Albert Einstein taught us to rethink our concepts of time and space, or spacetime, as a continuum which helps define our expanding universe. As we have ended the Christian Year with the celebration of Christ the King, then we contemplate the universal Lordship of Jesus in both space and time. Looking backwards and forwards, Jesus is the culmination of salvation history in both directions. In terms of space, and the possibility of life on other planets, then Jesus would also be Lord of those communities also. Just how He would reveal Himself and make Himself known to those lifeforms is open to vast speculation, but these are the natural consequences of our faith: we do not worship a local deity, but a Universal King.
The Sunday Solemnity of Our Lord Jesus Christ, Universal King, is an annual and solemn reminder that we have an objective belief and trust that God is in control of the “changes and chances of this fleeting world”, that we “may repose upon [the] eternal changelessness” of the Lord (DW:DO - Compline). Our liturgical cycle, unlike the passage of time, is not linear but cyclic.

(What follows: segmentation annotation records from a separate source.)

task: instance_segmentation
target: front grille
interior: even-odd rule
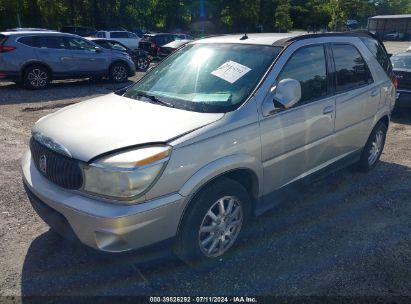
[[[140,41],[138,44],[138,48],[141,50],[149,51],[151,48],[151,42],[148,41]]]
[[[30,151],[36,168],[54,184],[71,190],[83,185],[79,161],[50,150],[34,138],[30,139]]]

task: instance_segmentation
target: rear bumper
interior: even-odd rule
[[[92,248],[122,252],[152,245],[177,233],[183,197],[177,193],[140,204],[116,204],[60,188],[44,178],[30,152],[21,161],[33,208],[54,230]]]
[[[411,108],[411,90],[397,90],[396,108]]]

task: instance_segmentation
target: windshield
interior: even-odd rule
[[[188,45],[167,57],[124,96],[150,95],[189,111],[232,111],[252,93],[280,51],[280,47],[262,45]]]
[[[394,69],[411,70],[411,55],[410,56],[393,56],[391,63]]]

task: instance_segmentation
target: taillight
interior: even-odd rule
[[[16,49],[15,46],[0,45],[0,53],[11,52]]]
[[[398,88],[397,75],[395,75],[394,73],[391,73],[390,78],[391,78],[392,84],[394,85],[395,89],[397,89]]]

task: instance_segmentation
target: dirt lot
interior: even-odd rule
[[[393,53],[405,46],[387,44]],[[39,92],[0,84],[0,296],[411,296],[410,111],[393,117],[375,170],[338,172],[263,215],[248,242],[210,273],[191,270],[167,250],[107,255],[49,231],[21,183],[30,128],[60,107],[113,89],[87,80]]]

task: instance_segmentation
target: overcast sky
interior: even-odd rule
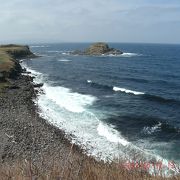
[[[0,43],[180,43],[180,0],[0,0]]]

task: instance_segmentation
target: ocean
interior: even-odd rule
[[[75,56],[89,43],[31,45],[49,123],[96,158],[180,162],[180,46],[109,43],[119,56]]]

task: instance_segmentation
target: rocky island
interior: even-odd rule
[[[73,55],[86,55],[86,56],[100,56],[100,55],[120,55],[122,51],[110,48],[106,43],[95,43],[84,51],[76,50],[72,52]]]

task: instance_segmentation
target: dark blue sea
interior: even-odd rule
[[[31,45],[39,113],[88,154],[180,162],[180,45],[109,43],[119,56],[75,56],[88,43]]]

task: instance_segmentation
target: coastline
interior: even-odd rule
[[[72,179],[83,179],[80,174],[84,177],[83,173],[89,169],[89,165],[90,175],[99,177],[97,179],[111,177],[113,173],[116,179],[120,177],[119,174],[122,178],[131,175],[132,179],[134,175],[138,179],[151,178],[144,171],[130,173],[120,164],[97,162],[84,154],[79,146],[72,145],[62,130],[39,116],[33,102],[37,98],[37,91],[33,78],[28,74],[18,75],[16,79],[10,80],[10,84],[0,96],[1,169],[16,165],[17,162],[31,162],[45,172],[56,164],[60,168],[58,177],[65,171],[71,171]]]

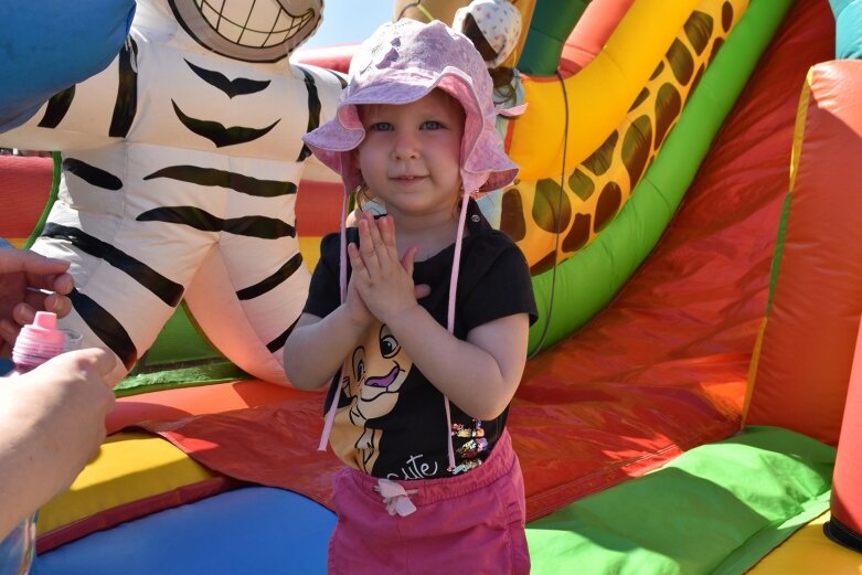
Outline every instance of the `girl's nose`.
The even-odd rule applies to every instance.
[[[419,157],[416,140],[411,135],[401,135],[392,148],[392,157],[395,160],[415,160]]]

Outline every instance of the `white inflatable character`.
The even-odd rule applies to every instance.
[[[102,73],[54,95],[0,146],[60,150],[63,178],[33,249],[72,262],[66,326],[119,358],[119,381],[185,298],[230,360],[285,382],[281,348],[309,273],[300,177],[334,181],[301,136],[342,81],[288,61],[322,0],[141,0]]]

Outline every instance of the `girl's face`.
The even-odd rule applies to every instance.
[[[356,151],[371,194],[387,213],[453,217],[460,189],[464,108],[441,89],[404,105],[359,109],[365,139]]]

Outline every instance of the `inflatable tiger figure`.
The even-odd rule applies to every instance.
[[[342,79],[287,57],[322,3],[140,0],[106,70],[0,135],[0,146],[62,153],[33,249],[72,262],[65,324],[114,351],[115,381],[184,298],[231,361],[285,382],[280,350],[309,281],[297,187],[336,180],[301,136],[329,119]]]

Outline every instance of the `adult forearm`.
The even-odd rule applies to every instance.
[[[0,537],[53,497],[58,486],[44,446],[32,429],[15,426],[3,414],[0,424]]]

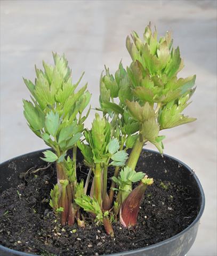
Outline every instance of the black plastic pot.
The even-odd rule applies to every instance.
[[[42,151],[39,150],[11,159],[0,164],[0,192],[19,183],[19,174],[33,166],[43,164],[41,159]],[[188,186],[198,209],[198,215],[194,222],[184,230],[169,239],[144,248],[110,254],[112,255],[137,256],[182,256],[190,250],[196,235],[199,220],[205,205],[205,197],[198,179],[193,171],[179,160],[149,150],[143,150],[145,161],[140,158],[138,165],[144,167],[144,170],[154,179],[160,179],[184,184]],[[81,152],[77,154],[78,160],[83,159]],[[143,158],[143,159],[144,159]],[[120,249],[121,250],[121,249]],[[35,254],[19,252],[0,245],[0,256],[35,256]]]

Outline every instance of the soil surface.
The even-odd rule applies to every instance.
[[[85,179],[88,170],[79,165],[79,179]],[[55,167],[35,170],[21,173],[20,183],[0,195],[0,244],[16,250],[44,256],[98,255],[129,251],[174,236],[197,215],[196,206],[188,200],[188,189],[155,180],[146,191],[136,226],[127,229],[118,222],[113,223],[115,238],[94,222],[85,229],[76,225],[61,227],[49,202],[56,180]]]

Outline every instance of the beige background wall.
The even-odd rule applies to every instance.
[[[34,79],[34,64],[52,61],[51,51],[65,53],[75,82],[85,70],[98,106],[99,79],[104,64],[115,70],[130,58],[125,39],[140,35],[149,21],[159,34],[173,32],[186,68],[180,75],[197,74],[197,90],[187,110],[198,121],[164,132],[165,153],[195,171],[204,188],[205,212],[188,255],[216,255],[216,2],[214,1],[1,1],[1,162],[42,149],[22,115],[29,92],[22,76]],[[90,126],[92,111],[86,122]],[[148,146],[148,147],[151,147]]]

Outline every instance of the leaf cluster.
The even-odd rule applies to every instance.
[[[36,67],[35,84],[23,79],[32,100],[23,100],[23,106],[30,128],[58,152],[59,158],[59,151],[65,153],[82,135],[89,111],[85,116],[81,115],[89,103],[91,94],[86,90],[87,84],[75,92],[83,74],[77,83],[73,84],[71,70],[65,57],[53,54],[53,58],[54,66],[43,62],[44,71]],[[50,160],[49,157],[46,161]]]

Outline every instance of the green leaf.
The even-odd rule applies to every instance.
[[[116,98],[118,95],[119,87],[113,76],[105,76],[103,77],[103,83],[106,89],[110,91],[111,97]]]
[[[32,83],[30,80],[27,80],[23,78],[24,83],[25,83],[26,85],[27,86],[27,88],[29,89],[29,91],[31,93],[34,95],[34,92],[35,90],[35,85]]]
[[[141,133],[144,139],[155,140],[159,133],[159,127],[154,118],[144,121],[142,125]]]
[[[113,155],[111,158],[115,162],[125,162],[127,159],[128,154],[125,150],[120,150]]]
[[[173,54],[173,52],[172,52],[172,55],[171,59],[165,69],[165,73],[169,77],[176,74],[181,65],[181,59],[179,47],[175,49],[174,54]]]
[[[113,155],[120,148],[118,140],[117,138],[113,139],[109,142],[107,147],[109,153]]]
[[[102,107],[105,109],[109,109],[116,114],[123,115],[124,110],[118,105],[113,102],[102,102]]]
[[[52,110],[47,114],[45,119],[45,127],[47,132],[55,137],[59,126],[59,114],[54,114]]]
[[[135,141],[138,137],[138,134],[130,135],[128,136],[125,142],[126,147],[128,148],[132,148],[135,144]]]
[[[47,81],[49,81],[49,84],[51,84],[53,77],[53,67],[46,64],[44,61],[43,61],[43,65]]]
[[[56,161],[58,159],[58,157],[57,156],[57,155],[53,153],[52,151],[46,150],[43,152],[43,154],[45,157],[41,157],[41,158],[45,162],[52,163],[53,162]]]
[[[119,84],[120,89],[118,92],[118,97],[120,101],[125,103],[126,100],[132,100],[133,95],[130,87],[127,77],[122,79]]]
[[[154,118],[156,114],[153,107],[148,102],[141,107],[137,101],[126,101],[130,113],[132,117],[140,122]]]
[[[67,148],[69,149],[73,147],[73,146],[76,144],[80,138],[82,136],[82,133],[78,133],[75,134],[73,137],[69,140],[68,143],[67,143]]]
[[[58,163],[62,163],[65,159],[65,156],[66,156],[66,153],[63,153],[58,158]]]
[[[75,125],[76,123],[74,123],[72,124],[68,125],[67,126],[64,127],[61,129],[59,135],[59,143],[60,143],[62,141],[68,139],[73,135],[74,132]]]
[[[43,111],[33,104],[23,100],[24,115],[29,125],[36,131],[42,130],[44,126],[45,117]]]
[[[103,102],[105,101],[109,101],[110,97],[110,92],[109,90],[108,90],[104,82],[102,81],[102,73],[101,74],[100,81],[100,100]]]

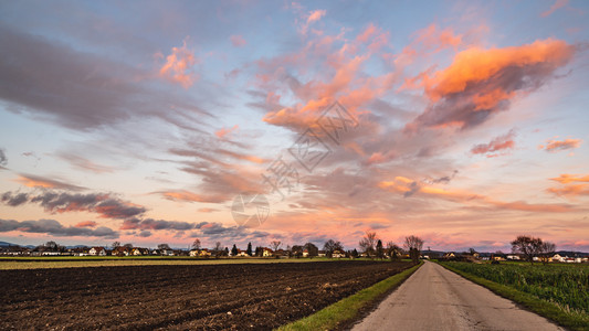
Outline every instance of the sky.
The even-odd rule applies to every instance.
[[[589,252],[588,15],[2,1],[0,241]]]

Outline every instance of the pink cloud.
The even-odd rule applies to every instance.
[[[507,110],[511,99],[536,90],[575,54],[575,46],[560,40],[538,40],[504,49],[470,47],[453,63],[422,84],[430,105],[406,126],[406,132],[424,127],[472,128],[492,115]]]
[[[487,158],[493,158],[498,154],[492,154],[496,151],[513,149],[515,141],[513,140],[515,132],[511,130],[506,135],[499,136],[491,140],[488,143],[480,143],[473,146],[471,153],[473,154],[487,154]]]
[[[181,47],[171,49],[171,54],[166,57],[166,63],[159,70],[159,75],[188,88],[197,79],[192,71],[192,66],[197,62],[194,52],[187,47],[185,40]]]
[[[544,11],[540,13],[540,17],[547,18],[553,12],[555,12],[557,9],[560,9],[567,4],[568,4],[568,0],[556,0],[555,3],[553,3],[553,6],[550,6],[550,8],[547,11]]]
[[[74,225],[74,227],[96,227],[96,225],[98,225],[98,223],[94,221],[84,221],[77,223],[76,225]]]
[[[221,129],[219,129],[219,130],[217,130],[214,132],[214,136],[217,136],[217,138],[219,138],[219,139],[223,139],[223,138],[225,138],[225,136],[228,136],[229,134],[235,131],[236,129],[239,129],[238,125],[234,125],[232,128],[228,128],[228,129],[221,128]]]
[[[538,149],[544,149],[547,152],[557,152],[567,149],[579,148],[582,139],[565,139],[565,140],[547,140],[546,146],[540,145]]]
[[[243,36],[239,34],[230,36],[229,40],[231,41],[231,44],[235,47],[242,47],[248,43],[245,39],[243,39]]]
[[[327,13],[327,11],[325,10],[314,10],[314,11],[311,11],[308,13],[308,17],[307,17],[307,24],[311,24],[313,22],[316,22],[318,20],[320,20],[323,17],[325,17],[325,14]]]

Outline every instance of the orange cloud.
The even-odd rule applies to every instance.
[[[556,195],[589,195],[589,184],[568,184],[564,188],[549,188],[547,191]]]
[[[553,6],[550,6],[550,8],[547,11],[544,11],[543,13],[540,13],[540,17],[547,18],[553,12],[555,12],[557,9],[560,9],[567,4],[568,4],[568,0],[556,0],[555,3],[553,3]]]
[[[407,125],[406,131],[480,125],[491,115],[508,109],[516,95],[541,86],[574,54],[575,46],[553,39],[522,46],[462,51],[445,70],[423,75],[430,105]]]
[[[496,152],[501,150],[506,149],[513,149],[515,146],[515,141],[513,140],[515,136],[515,132],[511,130],[508,134],[504,136],[499,136],[491,140],[488,143],[480,143],[474,146],[471,149],[471,153],[473,154],[486,154],[490,152]],[[497,154],[487,154],[487,158],[496,157]]]
[[[178,191],[162,191],[162,192],[155,192],[161,194],[164,197],[171,200],[171,201],[182,201],[182,202],[212,202],[212,203],[219,203],[223,202],[227,199],[223,196],[213,196],[213,195],[203,195],[203,194],[197,194],[193,192],[189,192],[186,190],[178,190]]]
[[[451,191],[439,189],[435,186],[424,185],[423,183],[418,183],[417,181],[412,181],[404,177],[397,177],[393,181],[382,181],[378,183],[378,186],[390,192],[402,193],[404,197],[421,193],[428,196],[442,199],[455,203],[474,203],[483,206],[494,206],[502,210],[536,213],[566,213],[572,211],[572,207],[567,204],[530,204],[525,201],[503,202],[491,199],[486,195],[467,191]]]
[[[223,139],[223,138],[225,138],[227,135],[235,131],[238,128],[239,128],[238,125],[234,125],[232,128],[229,128],[229,129],[221,128],[221,129],[217,130],[217,132],[214,132],[214,136],[217,136],[219,139]]]
[[[94,221],[84,221],[77,223],[76,225],[74,225],[74,227],[96,227],[96,225],[98,225],[98,223]]]
[[[48,179],[34,174],[20,174],[14,181],[29,188],[61,189],[70,191],[80,191],[85,189],[82,186],[64,183],[59,180]]]
[[[574,182],[589,183],[589,174],[585,177],[580,177],[578,174],[564,173],[564,174],[560,174],[560,177],[551,178],[550,180],[557,181],[561,184],[568,184],[568,183],[574,183]]]
[[[244,46],[248,42],[241,35],[232,35],[229,38],[231,44],[235,47]]]
[[[327,13],[327,11],[325,10],[314,10],[312,12],[308,13],[308,17],[307,17],[307,24],[311,24],[313,22],[316,22],[318,20],[320,20],[323,17],[325,17],[325,14]]]
[[[159,75],[179,83],[185,88],[192,86],[196,75],[192,66],[197,63],[194,53],[188,50],[186,40],[181,47],[172,47],[171,54],[166,57],[166,63],[159,70]]]
[[[540,145],[538,146],[538,149],[544,149],[547,152],[557,152],[557,151],[567,150],[567,149],[579,148],[581,142],[582,142],[581,139],[565,139],[561,141],[547,140],[546,146]]]

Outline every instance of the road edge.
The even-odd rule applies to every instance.
[[[417,266],[402,270],[399,274],[381,280],[370,287],[359,290],[347,298],[344,298],[326,308],[307,316],[306,318],[282,325],[275,330],[339,330],[356,322],[361,312],[380,302],[388,293],[398,288],[413,273],[416,273],[423,261]]]
[[[444,264],[438,263],[438,265],[474,284],[485,287],[486,289],[491,290],[499,297],[514,301],[523,309],[537,313],[559,327],[575,331],[589,330],[589,325],[587,325],[586,321],[581,319],[576,319],[575,317],[567,314],[554,303],[536,298],[529,293],[519,291],[513,287],[508,287],[478,276],[471,275],[469,273],[452,268]]]

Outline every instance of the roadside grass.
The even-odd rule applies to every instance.
[[[339,300],[312,316],[282,325],[276,330],[334,330],[338,327],[341,327],[341,324],[355,320],[359,316],[361,309],[368,307],[370,303],[374,303],[376,299],[401,285],[407,278],[409,278],[409,276],[411,276],[419,267],[421,267],[421,265],[423,265],[423,261],[380,282],[377,282],[369,288],[365,288],[353,296]]]
[[[570,330],[589,330],[589,313],[581,309],[571,309],[568,305],[561,303],[566,301],[566,298],[562,298],[562,297],[558,298],[560,302],[557,302],[555,299],[539,298],[538,296],[520,290],[523,288],[522,286],[517,286],[513,284],[504,285],[504,284],[495,282],[484,277],[476,276],[469,271],[460,269],[461,265],[457,265],[457,264],[463,264],[463,265],[469,265],[469,267],[476,266],[473,264],[466,264],[466,263],[439,263],[439,264],[443,266],[444,268],[455,274],[459,274],[466,279],[470,279],[478,285],[482,285],[488,288],[493,292],[504,298],[507,298],[509,300],[513,300],[524,306],[530,311],[534,311],[547,319],[550,319],[557,322],[561,327],[568,328]],[[501,266],[502,265],[495,265],[494,267],[501,268]],[[546,266],[546,267],[551,268],[551,266]],[[555,267],[555,268],[560,268],[560,267],[561,266]],[[502,271],[503,270],[498,270],[499,275],[502,277],[505,277],[505,274]],[[525,282],[524,275],[522,275],[519,278]],[[547,282],[544,286],[538,285],[538,288],[540,289],[543,287],[548,288],[550,286],[557,286],[557,284]],[[587,296],[587,290],[582,288],[581,284],[578,284],[576,286],[579,287],[579,290],[581,292],[585,292],[585,295]],[[562,296],[564,293],[560,292],[559,295]]]
[[[46,268],[86,268],[86,267],[126,267],[160,265],[224,265],[224,264],[276,264],[276,263],[337,263],[348,258],[194,258],[194,257],[19,257],[0,258],[0,270],[46,269]],[[351,259],[368,260],[368,259]]]

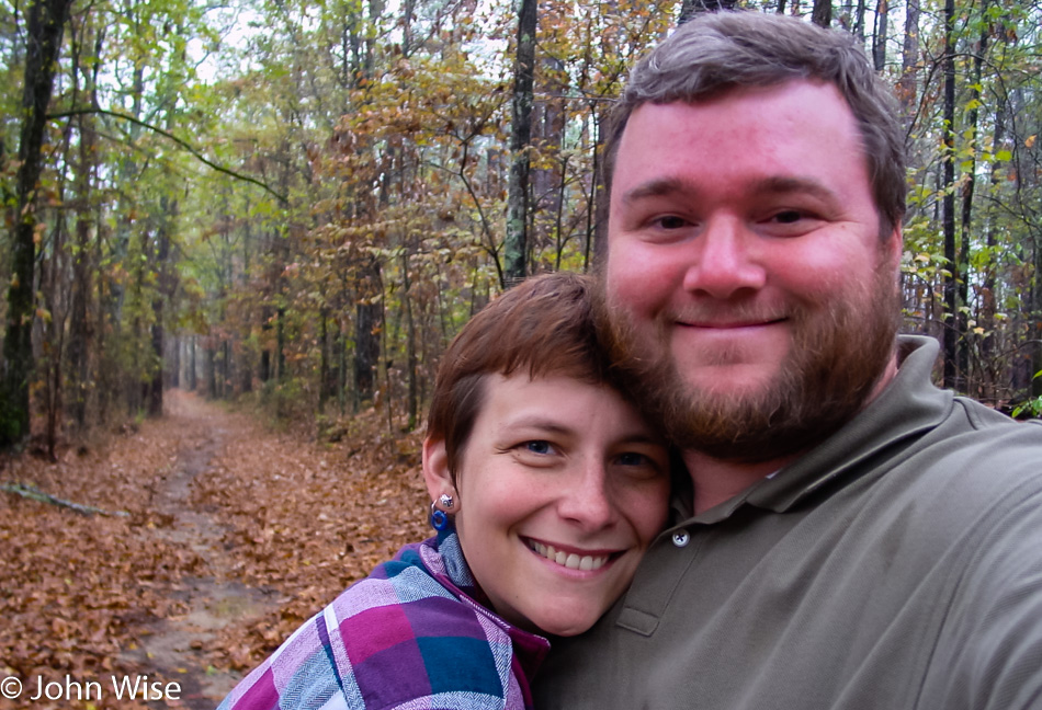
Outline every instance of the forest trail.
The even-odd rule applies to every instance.
[[[272,611],[278,597],[270,587],[249,587],[233,579],[234,560],[223,543],[227,530],[212,509],[191,504],[191,491],[196,479],[211,473],[211,462],[224,453],[229,438],[250,438],[253,432],[241,417],[177,391],[168,394],[166,417],[168,426],[181,432],[181,439],[177,459],[152,497],[156,512],[170,525],[154,532],[199,556],[202,573],[183,577],[183,587],[177,591],[186,612],[148,625],[140,645],[122,655],[151,668],[154,677],[181,678],[184,705],[211,710],[235,687],[239,675],[209,665],[203,649],[217,630]]]
[[[66,678],[102,688],[101,702],[20,707],[211,710],[342,588],[426,537],[420,434],[376,412],[338,427],[337,443],[316,442],[171,391],[161,420],[98,449],[0,460],[0,483],[118,512],[0,493],[0,677],[25,694]],[[118,699],[124,676],[181,691]]]

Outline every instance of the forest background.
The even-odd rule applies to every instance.
[[[0,0],[0,448],[249,396],[421,422],[524,275],[591,268],[601,122],[666,0]],[[1042,10],[754,0],[851,32],[911,156],[905,330],[1042,412]]]

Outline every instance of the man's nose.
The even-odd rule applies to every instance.
[[[732,298],[741,291],[756,291],[767,282],[767,272],[760,265],[754,249],[758,237],[741,219],[717,216],[691,243],[694,253],[684,274],[686,290]]]

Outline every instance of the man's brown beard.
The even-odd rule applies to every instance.
[[[885,266],[867,302],[834,299],[825,312],[791,313],[793,342],[774,382],[744,396],[690,385],[670,357],[667,324],[649,353],[608,306],[603,285],[599,291],[598,331],[645,414],[680,448],[722,460],[769,461],[825,440],[864,406],[894,353],[899,300]]]

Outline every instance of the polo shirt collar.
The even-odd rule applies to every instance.
[[[938,426],[953,401],[952,392],[930,385],[938,342],[902,335],[897,348],[897,376],[854,419],[775,476],[688,518],[683,525],[718,523],[745,504],[783,513],[824,485],[854,474],[867,461],[896,455],[903,448],[901,443]]]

We have come full circle and completed Year B, and now embark on Year C – the Year of St Luke. Each of our liturgical cycles is complete and contained, and allows us an ‘immersive’ experience of the visible phase of Jesus’ time on earth. However, that completeness stretches out beyond the confines of the pages, and into eternity. The eternal, yet once-for-all sacrifice of Jesus on behalf of fallen and sinful humanity, is not simply a historical event in human spacetime, but an eternal event: “The Church constantly draws her life from the redeeming sacrifice; she approaches it not only through faithfilled remembrance, but also through a real contact, since this sacrifice is made present ever anew, sacramentally perpetuated, in every community which offers it at the hands of the consecrated minister”. (John Paul II, Ecclesia De Eucharistia, 12)
Each time we attend mass then, we enter the eternity which is God’s superessential nature: “The eternal offering he entered once for all into the holy places, not by means of the blood of goats and calves but by means of his own blood, thus securing an eternal redemption” (Hebrews 9:12).
The concept of eternity, arising out of an expanding universe 13.7 billion years old, is not something that we consider all too often. The reality of the eternal dimension of the mass is brought into focus as each Advent we wait in anticipation for the Incarnation – the God/Man event - which draws earth and the whole of creation up to heaven.